By way of background, there is no dispute scientifically that molecules derived from marijuana (cannabinoids) are involved in pain signalling. The class of biological molecules that activate this system are called endocannabinoids and their biological activity is very complex. The sheer complexity of these actions is essentially the problem with finding suitably safe and effective medications for pain. There is an enormous amount of crossover from pain regulation into other brain functions such as motivation, memory, appetite and thermoregulation (body temperature control). The basic science is complex, and clinical trials to date have been disappointing. This usually suggests we have more to learn before a treatment is ready for adoption. When we have the clinical pharmacology of a drug nailed down, the results in trials are usually clear cut successes.

If you want a slightly technical but very accurate and balanced view of the current state of the evidence regarding the risks and benefits of cannabinoids in pain, you can read these lecture notes. If you don’t have the time or inclination, the summary of the serious literature is as follows:

  • The evidence supporting efficacy in neuropathic pain or any type of chronic pain is mixed, and the basic question of whether it really works is a long way from settled.
  • The most generous estimate of the effect size for THC-derived products in clinical trials to date is small. Simply put, THC-derived products are about as useful as paracetamol for pain.
  • There are significant concerns that lifetime consequences can occur from periods of exposure to THC-derived products, particularly in adolescence and young adulthood.
  • Currently available prescription products such as Sativex do not have evidence supporting their efficacy in pain conditions that would qualify them for serious consideration. They do have evidence of side effects and potential harm, like all prescription drugs.

The situation regarding hemp oil and other “cottage industry” products is even less encouraging. There is no compelling evidence that stronger preparations are better for pain relief than the relatively less potent ones available on prescription.
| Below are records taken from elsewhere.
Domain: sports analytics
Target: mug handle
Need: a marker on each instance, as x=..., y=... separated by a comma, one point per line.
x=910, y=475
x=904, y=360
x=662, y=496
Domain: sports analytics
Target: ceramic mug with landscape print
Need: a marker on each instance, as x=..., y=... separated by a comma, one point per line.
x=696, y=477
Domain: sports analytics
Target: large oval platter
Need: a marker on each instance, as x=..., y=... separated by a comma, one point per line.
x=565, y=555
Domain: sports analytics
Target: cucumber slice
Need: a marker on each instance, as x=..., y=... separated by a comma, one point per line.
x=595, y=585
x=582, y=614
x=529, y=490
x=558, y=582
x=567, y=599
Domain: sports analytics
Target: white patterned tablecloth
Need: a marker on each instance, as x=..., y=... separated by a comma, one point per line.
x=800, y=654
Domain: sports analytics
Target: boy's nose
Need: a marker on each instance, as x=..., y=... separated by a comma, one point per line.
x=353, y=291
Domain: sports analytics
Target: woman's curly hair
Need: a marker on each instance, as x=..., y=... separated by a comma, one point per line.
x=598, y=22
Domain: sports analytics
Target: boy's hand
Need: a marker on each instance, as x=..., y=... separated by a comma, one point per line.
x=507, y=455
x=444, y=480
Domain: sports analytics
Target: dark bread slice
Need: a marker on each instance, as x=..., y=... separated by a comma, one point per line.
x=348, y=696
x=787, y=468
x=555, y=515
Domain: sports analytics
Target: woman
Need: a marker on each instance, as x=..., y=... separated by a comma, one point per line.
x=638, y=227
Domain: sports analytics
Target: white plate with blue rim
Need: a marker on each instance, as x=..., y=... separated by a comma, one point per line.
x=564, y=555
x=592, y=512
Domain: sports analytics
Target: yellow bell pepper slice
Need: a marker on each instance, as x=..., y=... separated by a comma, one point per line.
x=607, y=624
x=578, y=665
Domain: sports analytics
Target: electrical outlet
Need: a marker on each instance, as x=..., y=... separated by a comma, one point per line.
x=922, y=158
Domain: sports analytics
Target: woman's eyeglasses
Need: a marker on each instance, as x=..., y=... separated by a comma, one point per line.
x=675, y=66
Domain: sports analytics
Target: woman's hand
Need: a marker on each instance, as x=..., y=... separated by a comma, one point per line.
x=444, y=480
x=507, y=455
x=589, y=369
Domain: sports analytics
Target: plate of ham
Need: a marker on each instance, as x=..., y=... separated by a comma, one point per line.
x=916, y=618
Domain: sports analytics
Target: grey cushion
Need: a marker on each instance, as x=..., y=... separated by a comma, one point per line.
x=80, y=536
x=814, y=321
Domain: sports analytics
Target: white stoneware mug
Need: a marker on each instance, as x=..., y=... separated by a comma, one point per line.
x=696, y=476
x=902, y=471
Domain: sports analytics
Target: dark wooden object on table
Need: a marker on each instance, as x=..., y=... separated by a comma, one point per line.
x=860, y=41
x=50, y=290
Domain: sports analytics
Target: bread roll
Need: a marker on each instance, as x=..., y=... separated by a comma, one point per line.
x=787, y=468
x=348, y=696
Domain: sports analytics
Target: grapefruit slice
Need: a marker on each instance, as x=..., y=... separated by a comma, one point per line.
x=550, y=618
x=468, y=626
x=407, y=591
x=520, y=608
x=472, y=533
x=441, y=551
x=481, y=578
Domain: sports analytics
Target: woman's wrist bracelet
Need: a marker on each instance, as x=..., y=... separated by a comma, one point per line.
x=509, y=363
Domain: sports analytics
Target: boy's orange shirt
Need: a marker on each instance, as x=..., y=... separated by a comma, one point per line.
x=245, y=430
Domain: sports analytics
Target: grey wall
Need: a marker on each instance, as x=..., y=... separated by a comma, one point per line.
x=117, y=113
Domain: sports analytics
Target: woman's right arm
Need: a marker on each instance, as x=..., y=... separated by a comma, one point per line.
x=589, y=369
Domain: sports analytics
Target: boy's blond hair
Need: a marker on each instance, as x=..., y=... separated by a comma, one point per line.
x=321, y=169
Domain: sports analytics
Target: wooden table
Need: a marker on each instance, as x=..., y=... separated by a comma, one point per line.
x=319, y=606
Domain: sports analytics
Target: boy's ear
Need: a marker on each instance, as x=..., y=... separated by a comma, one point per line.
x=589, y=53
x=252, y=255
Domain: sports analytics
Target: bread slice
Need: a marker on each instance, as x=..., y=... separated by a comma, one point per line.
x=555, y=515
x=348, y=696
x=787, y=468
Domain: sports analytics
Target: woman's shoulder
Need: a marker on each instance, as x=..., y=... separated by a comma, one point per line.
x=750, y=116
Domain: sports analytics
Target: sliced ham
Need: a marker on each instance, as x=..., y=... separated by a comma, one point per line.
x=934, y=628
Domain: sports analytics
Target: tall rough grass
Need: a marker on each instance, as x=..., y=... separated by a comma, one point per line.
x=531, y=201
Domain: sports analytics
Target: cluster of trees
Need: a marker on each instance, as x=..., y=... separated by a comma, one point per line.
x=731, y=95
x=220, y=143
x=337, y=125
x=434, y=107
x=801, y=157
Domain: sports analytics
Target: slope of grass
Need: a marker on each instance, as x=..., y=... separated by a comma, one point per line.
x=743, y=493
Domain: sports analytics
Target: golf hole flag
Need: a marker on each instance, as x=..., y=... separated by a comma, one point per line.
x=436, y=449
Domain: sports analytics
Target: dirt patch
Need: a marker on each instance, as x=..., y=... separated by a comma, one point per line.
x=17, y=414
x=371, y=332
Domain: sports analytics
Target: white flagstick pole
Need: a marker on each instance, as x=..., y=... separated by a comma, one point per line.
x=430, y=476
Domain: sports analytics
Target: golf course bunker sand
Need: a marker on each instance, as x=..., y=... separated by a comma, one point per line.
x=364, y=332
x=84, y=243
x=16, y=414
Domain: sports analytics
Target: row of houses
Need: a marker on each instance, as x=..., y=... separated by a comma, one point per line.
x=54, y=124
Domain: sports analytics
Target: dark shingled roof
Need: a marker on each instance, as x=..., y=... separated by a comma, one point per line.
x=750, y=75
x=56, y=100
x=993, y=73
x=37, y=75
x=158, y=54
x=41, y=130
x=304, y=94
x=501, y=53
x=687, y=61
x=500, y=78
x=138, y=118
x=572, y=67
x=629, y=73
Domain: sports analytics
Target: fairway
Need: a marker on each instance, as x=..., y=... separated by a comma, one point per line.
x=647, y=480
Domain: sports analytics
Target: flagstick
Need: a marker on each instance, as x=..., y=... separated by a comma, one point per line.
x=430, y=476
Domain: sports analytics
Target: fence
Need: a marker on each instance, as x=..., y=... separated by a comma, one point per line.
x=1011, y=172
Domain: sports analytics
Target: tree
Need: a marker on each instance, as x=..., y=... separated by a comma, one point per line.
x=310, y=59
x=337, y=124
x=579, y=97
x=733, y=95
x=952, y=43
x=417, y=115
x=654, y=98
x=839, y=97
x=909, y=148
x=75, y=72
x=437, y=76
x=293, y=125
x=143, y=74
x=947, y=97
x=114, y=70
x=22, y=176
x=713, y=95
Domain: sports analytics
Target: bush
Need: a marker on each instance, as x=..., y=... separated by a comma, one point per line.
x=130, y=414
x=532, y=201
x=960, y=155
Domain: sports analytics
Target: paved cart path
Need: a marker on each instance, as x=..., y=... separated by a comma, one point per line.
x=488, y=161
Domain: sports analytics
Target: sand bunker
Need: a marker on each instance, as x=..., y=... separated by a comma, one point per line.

The quality and safety of such products is unregulated and does not deserve any sober consideration as a useful treatment for pain. They may be highly regarded by connoisseurs but they don’t even approach the benchmarks for ethical prescribing.

Is more research needed? Yes, I think much more research is needed into endocannabinoids to identify more promising targets for new drugs. Do we need any more trials looking at hemp oil or other currently available forms of cannabinoids? Not really. We would probably get better value for increasingly scarce research dollars by looking at other more promising treatments.